Few years ago, the simple idea of having an obfuscated, virtual machine based, white-box AES
in the Windows kernel was somehow unexpected to me. Analyzing this beautifully crafted piece of software engineering has been deeply inspiring. Besides it is just the tip of the iceberg; for example, more could be said about its links with protected processes.
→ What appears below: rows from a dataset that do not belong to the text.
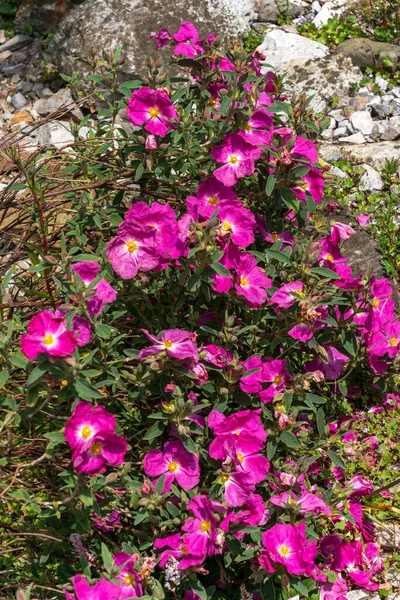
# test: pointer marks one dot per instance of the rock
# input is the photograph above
(15, 43)
(54, 134)
(22, 116)
(362, 121)
(98, 26)
(356, 138)
(392, 131)
(271, 10)
(374, 155)
(18, 101)
(371, 180)
(324, 77)
(283, 49)
(41, 15)
(61, 100)
(366, 53)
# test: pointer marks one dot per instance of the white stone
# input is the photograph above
(282, 48)
(362, 121)
(356, 138)
(371, 180)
Since then, Alex Ionescu has demonstrated that Microsoft engineers have pushed the Warbird framework to a totally new level in the most recent version of Windows; broader in terms of scope, features and more complex than ever. Kudos to them for that; for the rest of us it means that new challenges arise.
To conclude, thank you Alex & Eugene for the time we shared, we're looking forward to the final edition!
A big thank you to the Airbus Digital Security team for their insightful reviews and comments.
The msvm
tool and Store
Windbg plugin are released under the [GPLv2].